Moving the transition check inside the database transaction with a row-level lock on the discrepancy fixed it. The first transaction acquires the lock, validates the transition (open to auto_closed: valid), updates the projection, appends the event, and commits. The second transaction waits for the lock, reads the updated status (already auto_closed), runs ValidTransition("auto_closed", "auto_closed"), gets false, and rolls back.

The sequence_num made the fix verifiable. After the change, I wrote a test that fires two concurrent goroutines at the same discrepancy and asserts that exactly one auto_closed event exists. The monotonic sequence guarantees a single ordering. No shared sequence numbers. No gaps.

Optimistic Locking as an Opt-In

The expected_sequence parameter on workflow actions is optional. When a client provides it, the system checks that the discrepancy's latest event sequence number matches what the client expects. If another action happened between the client's read and write, the numbers diverge, and the system returns 409 Conflict.

I made it optional deliberately. A simple integration that acknowledges discrepancies one at a time doesn't need optimistic locking. The ValidTransition check catches illegal transitions regardless. But a dashboard where multiple analysts work on the same discrepancy simultaneously needs the 409 to prevent one analyst's context from silently overwriting another's.

Making optimistic locking mandatory would have been "safer" in the abstract. It also would have forced every client to track sequence numbers, even for simple, low-contention workflows. The state machine already prevents truly invalid transitions: you can't resolve an open discrepancy, you can't acknowledge one that's already resolved. The optimistic lock adds a second layer for the subset of clients that operate under concurrent access.

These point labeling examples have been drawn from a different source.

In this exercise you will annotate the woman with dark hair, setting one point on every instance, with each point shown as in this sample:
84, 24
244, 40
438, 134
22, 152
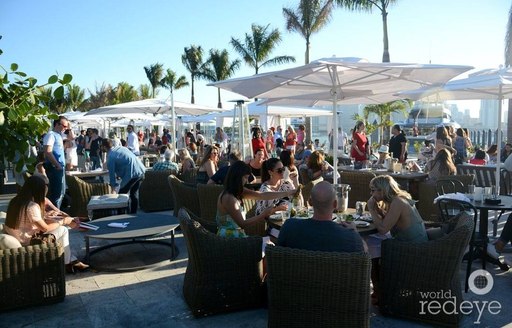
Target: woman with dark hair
461, 145
479, 158
208, 165
291, 173
492, 152
359, 143
258, 142
272, 176
443, 140
230, 212
26, 218
441, 165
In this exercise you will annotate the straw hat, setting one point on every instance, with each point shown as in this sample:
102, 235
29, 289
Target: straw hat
383, 149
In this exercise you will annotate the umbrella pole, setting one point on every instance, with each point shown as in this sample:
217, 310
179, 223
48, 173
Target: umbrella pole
498, 157
332, 72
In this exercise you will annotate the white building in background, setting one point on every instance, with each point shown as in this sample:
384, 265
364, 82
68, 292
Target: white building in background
489, 113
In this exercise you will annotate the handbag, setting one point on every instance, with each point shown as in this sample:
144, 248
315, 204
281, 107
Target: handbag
43, 238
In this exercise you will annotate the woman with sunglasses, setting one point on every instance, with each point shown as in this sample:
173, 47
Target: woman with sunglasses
393, 211
230, 217
208, 165
272, 175
27, 216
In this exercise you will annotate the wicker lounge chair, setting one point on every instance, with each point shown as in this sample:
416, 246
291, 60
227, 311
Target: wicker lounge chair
411, 271
223, 274
81, 192
31, 275
317, 289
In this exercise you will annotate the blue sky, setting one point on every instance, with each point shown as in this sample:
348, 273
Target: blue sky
110, 41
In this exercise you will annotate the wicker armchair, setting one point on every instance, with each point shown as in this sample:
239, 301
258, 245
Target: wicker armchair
184, 195
428, 193
208, 196
155, 192
223, 274
359, 185
81, 192
317, 289
31, 275
410, 271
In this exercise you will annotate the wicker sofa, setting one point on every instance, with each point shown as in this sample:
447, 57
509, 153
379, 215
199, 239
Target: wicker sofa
223, 274
317, 289
30, 275
155, 192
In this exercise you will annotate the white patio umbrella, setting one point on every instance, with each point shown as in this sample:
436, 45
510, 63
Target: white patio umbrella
346, 80
484, 84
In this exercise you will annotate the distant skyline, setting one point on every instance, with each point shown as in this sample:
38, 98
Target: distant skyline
111, 41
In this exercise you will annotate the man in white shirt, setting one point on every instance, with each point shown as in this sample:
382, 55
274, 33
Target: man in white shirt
132, 140
342, 139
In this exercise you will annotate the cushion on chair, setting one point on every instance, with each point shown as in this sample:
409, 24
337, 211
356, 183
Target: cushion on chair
8, 241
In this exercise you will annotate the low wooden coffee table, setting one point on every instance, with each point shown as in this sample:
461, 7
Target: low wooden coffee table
142, 228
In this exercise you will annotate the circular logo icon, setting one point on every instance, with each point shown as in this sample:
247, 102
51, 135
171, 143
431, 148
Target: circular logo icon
480, 282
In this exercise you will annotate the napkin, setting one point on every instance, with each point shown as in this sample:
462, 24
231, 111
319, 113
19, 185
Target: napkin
456, 196
118, 224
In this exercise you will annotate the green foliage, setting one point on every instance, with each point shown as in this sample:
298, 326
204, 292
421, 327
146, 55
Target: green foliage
257, 47
24, 113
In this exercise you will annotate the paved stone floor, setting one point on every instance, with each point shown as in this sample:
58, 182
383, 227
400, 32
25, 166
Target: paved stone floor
153, 297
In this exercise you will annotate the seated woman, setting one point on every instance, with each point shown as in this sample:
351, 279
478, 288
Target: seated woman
479, 158
231, 218
256, 163
441, 165
392, 210
291, 173
208, 165
187, 163
272, 177
26, 216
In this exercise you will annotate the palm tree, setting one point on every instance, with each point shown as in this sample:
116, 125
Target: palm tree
144, 91
383, 112
367, 5
154, 73
125, 92
508, 63
193, 61
309, 17
102, 96
257, 47
75, 98
218, 67
172, 82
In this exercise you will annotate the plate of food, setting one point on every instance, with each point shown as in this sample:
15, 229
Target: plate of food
361, 224
277, 216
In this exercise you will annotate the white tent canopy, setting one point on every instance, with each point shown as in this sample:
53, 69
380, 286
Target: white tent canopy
340, 80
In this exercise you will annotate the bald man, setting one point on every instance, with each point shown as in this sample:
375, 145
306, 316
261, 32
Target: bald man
320, 233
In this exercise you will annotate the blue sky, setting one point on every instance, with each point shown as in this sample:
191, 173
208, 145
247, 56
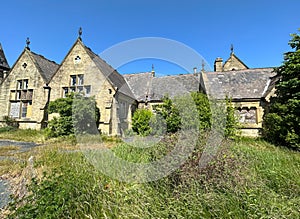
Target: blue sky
258, 29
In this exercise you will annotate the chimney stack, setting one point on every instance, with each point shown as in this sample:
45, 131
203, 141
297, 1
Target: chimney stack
195, 70
218, 64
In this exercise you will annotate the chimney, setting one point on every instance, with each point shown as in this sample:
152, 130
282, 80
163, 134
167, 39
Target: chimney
153, 71
195, 70
218, 64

I was wrong about where the concurrency pressure would come from. I expected the escalation engine to be the primary source of conflicts because it processes discrepancies in bulk. It turned out that concurrent human analysts were the more common case. The engine runs on a 15-minute cycle and processes each tenant's rules sequentially. Two people clicking "investigate" on the same discrepancy within seconds of each other is harder to serialize than a scheduled batch job.

What the Trail Actually Proves

The system uses 7 event types spanning the full lifecycle: discrepancy.received, discrepancy.acknowledged, discrepancy.investigation_started, discrepancy.note_added, discrepancy.escalated, discrepancy.resolved, and discrepancy.auto_closed. Each event carries the actor (who performed it), the actor_type (system, user, or escalation engine), and a JSONB payload with specifics like resolution type (match_found, false_positive, manual_adjustment, write_off) or escalation reason.

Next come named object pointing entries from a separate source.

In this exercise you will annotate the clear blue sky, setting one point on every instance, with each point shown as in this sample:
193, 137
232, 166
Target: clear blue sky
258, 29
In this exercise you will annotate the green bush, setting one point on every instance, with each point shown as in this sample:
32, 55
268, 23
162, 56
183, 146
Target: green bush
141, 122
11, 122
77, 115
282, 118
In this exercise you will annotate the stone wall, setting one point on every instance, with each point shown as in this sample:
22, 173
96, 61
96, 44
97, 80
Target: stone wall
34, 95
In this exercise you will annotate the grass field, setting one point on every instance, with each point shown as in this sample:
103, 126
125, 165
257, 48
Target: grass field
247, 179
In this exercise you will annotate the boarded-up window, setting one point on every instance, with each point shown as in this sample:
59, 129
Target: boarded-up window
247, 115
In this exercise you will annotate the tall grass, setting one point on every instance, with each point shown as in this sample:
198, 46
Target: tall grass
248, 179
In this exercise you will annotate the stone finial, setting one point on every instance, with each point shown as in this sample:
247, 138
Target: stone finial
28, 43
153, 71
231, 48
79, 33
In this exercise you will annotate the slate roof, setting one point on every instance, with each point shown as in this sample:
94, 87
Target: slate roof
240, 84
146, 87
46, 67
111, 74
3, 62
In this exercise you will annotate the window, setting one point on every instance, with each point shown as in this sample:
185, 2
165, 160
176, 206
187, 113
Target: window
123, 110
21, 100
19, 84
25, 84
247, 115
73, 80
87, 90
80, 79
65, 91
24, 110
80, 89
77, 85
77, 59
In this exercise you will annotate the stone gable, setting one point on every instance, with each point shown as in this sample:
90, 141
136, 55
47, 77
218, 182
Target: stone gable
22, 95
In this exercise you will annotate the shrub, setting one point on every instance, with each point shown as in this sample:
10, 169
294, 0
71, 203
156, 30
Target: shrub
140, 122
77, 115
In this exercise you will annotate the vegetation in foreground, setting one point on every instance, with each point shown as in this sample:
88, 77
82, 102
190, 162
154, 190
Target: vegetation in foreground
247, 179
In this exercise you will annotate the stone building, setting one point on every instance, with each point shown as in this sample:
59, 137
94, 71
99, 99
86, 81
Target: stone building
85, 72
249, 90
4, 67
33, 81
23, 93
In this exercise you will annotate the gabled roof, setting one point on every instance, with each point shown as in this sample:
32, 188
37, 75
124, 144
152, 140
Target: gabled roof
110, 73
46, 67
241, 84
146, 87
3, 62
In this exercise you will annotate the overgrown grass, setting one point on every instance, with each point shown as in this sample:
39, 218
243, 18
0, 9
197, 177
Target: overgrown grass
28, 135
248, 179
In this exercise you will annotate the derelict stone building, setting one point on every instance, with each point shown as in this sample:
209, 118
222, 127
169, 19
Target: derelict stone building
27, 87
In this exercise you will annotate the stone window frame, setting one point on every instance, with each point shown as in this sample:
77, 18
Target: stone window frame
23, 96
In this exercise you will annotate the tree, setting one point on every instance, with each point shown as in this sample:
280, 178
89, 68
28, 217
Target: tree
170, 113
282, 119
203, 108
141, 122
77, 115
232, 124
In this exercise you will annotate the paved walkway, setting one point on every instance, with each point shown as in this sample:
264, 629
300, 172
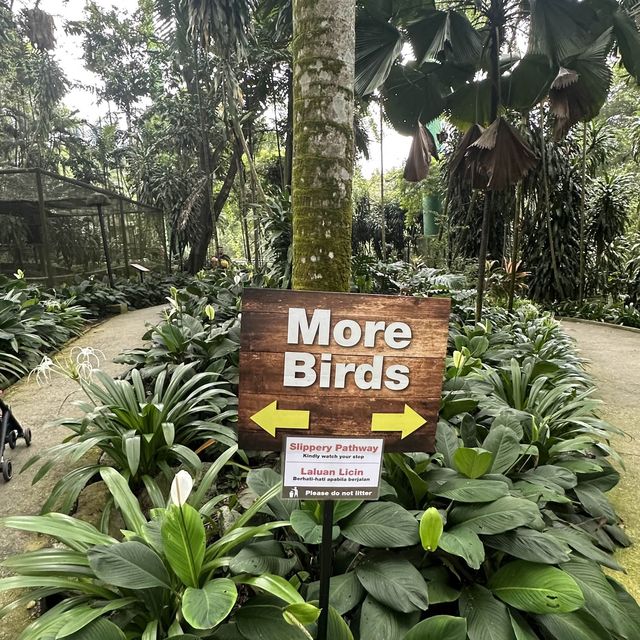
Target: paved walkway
613, 356
35, 406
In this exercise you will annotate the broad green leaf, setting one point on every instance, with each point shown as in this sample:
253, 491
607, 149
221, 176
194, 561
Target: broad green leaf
345, 593
82, 617
378, 44
379, 622
487, 618
582, 543
132, 450
431, 527
438, 628
98, 630
305, 614
536, 588
528, 544
439, 585
520, 627
447, 442
260, 481
394, 582
125, 499
208, 607
275, 585
464, 543
184, 541
473, 463
381, 525
467, 490
601, 600
262, 557
595, 502
306, 526
265, 622
505, 447
337, 628
131, 565
496, 517
151, 631
578, 625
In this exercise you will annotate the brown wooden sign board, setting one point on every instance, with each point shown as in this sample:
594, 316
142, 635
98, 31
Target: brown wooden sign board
339, 364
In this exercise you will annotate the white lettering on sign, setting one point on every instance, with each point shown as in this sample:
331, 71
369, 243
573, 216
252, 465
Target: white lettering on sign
302, 369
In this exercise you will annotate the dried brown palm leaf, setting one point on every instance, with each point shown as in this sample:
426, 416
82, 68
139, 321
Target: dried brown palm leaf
459, 166
41, 29
423, 148
502, 155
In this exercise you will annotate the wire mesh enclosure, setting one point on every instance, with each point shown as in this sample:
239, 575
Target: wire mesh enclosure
55, 228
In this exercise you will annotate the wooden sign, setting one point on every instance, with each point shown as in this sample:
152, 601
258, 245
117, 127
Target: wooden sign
339, 364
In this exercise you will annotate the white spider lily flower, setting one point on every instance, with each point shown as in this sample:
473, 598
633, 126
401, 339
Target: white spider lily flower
181, 488
89, 356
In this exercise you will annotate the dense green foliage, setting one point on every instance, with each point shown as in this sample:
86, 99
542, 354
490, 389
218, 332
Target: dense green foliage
502, 532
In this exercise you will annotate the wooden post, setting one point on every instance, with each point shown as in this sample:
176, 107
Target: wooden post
44, 231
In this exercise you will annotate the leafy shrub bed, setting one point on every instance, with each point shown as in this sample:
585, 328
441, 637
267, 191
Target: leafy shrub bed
35, 321
502, 533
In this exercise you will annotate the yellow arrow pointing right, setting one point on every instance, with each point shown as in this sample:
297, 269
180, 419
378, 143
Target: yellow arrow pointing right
271, 418
407, 422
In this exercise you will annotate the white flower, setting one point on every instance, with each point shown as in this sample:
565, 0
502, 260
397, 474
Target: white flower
43, 371
181, 488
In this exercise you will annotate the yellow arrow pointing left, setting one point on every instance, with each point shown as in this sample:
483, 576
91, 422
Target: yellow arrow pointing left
271, 418
407, 422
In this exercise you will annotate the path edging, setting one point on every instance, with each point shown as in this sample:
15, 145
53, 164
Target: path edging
597, 323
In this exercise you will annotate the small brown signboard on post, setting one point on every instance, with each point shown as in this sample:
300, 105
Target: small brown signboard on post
341, 365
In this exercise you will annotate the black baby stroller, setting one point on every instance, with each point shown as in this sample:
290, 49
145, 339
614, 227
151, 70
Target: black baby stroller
10, 431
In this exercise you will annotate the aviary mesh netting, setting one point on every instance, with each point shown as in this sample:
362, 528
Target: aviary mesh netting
50, 227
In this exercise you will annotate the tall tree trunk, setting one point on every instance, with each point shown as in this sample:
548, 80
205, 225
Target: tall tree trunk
323, 151
496, 99
582, 210
288, 152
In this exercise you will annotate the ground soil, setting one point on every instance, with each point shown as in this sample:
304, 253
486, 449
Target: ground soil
36, 406
613, 354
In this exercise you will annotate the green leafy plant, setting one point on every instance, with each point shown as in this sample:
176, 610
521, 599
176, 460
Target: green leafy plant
142, 434
168, 576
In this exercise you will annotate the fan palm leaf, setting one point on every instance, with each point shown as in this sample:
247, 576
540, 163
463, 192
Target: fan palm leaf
502, 155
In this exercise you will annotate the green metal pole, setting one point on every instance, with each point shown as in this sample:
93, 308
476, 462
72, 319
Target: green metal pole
44, 231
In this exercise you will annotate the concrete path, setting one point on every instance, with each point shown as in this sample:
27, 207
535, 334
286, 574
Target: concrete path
35, 406
613, 356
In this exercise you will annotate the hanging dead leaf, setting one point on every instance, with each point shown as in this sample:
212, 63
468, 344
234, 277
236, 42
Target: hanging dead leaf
423, 148
501, 155
459, 166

When someone asks "what happened to discrepancy #4721?", the answer is a query returning an ordered list of immutable events. The sequence_num provides ordering. The actor field provides attribution. The payload provides context. The entire result set is provably unmodified because the table's application layer has no modification functions.

The 346 tests include 36 dedicated state machine test cases covering every valid transition and every invalid attempt. The domain layer is the most heavily tested module because it encodes the compliance rules that everything else depends on.

If your compliance audit trail can be edited by the same system that produces it, it's a log, not a ledger. The distinction matters the first time someone asks for proof.